Manchester Airports Group director Karen Campbell said: “Our promising £650m project sits at the heart of Manchester’s Enterprise Zone and is set to create 11,400 jobs over the next 10 to 15 years. It will be the largest development scheme in the UK since the Olympics. We are developing the first Airport City of its kind in the UK and we aim to compete on an international level with other 'aerotropolis' projects, such as those in Amsterdam, Frankfurt and Copenhagen. Manchester Airport is already a recognised growth area and the perfect location for a project such as this. It will provide a huge boost for local employment, the region’s construction industry and local supply chains.”

Lawyer Mark Payne, a partner at Clifford Chance, said: "Inbound foreign investment into the UK continues to be dominated by investors from Asia. We are also seeing new market players from the Eurozone, particularly private equity funds and high net worth individuals. Sovereign wealth funds from many parts of the world continue to keep us busy and are eager to add London assets to their real estate portfolios. The best properties attract a lot of competition and the reputation of the buyer and its advisers really matters."

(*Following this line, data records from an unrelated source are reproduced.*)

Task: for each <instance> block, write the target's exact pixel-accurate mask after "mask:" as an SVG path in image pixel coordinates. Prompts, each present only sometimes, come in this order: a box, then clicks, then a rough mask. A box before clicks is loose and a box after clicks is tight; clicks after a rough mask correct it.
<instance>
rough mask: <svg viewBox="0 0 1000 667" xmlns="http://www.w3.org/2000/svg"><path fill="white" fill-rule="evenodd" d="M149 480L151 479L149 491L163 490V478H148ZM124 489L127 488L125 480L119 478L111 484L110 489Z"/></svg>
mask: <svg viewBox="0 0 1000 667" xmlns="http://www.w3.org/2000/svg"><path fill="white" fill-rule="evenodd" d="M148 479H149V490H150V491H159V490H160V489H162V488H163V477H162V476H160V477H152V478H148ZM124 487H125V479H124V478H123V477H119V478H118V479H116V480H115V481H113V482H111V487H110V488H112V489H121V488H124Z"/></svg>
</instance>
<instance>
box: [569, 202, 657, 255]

Battersea Power Station Development Company CEO Robert Tincknell said: “London is a global city and it attracts buyers from all over the world.  This has long been the case, but over recent years we’ve seen increasing demand from Asia, Russia and elsewhere in Europe.  Without doubt investors are persuaded of the economic case for investing in London, but when it comes to selecting where to buy they are drawn to projects which have a clearly defined identity and are really woven into the fabric of a wider community.  In that respect they aren’t much different from domestic investors and it’s still the case that domestic investors have accounted for the largest percentage of sales in London.

 “The relative financial stability we have seen in the UK has helped London maintain its market advantage, particularly compared to the Eurozone.  Similarly the tax and legal frameworks we have in place mean that the UK continues to be well-placed when it comes to benefiting from overseas investment and the economic growth that brings.”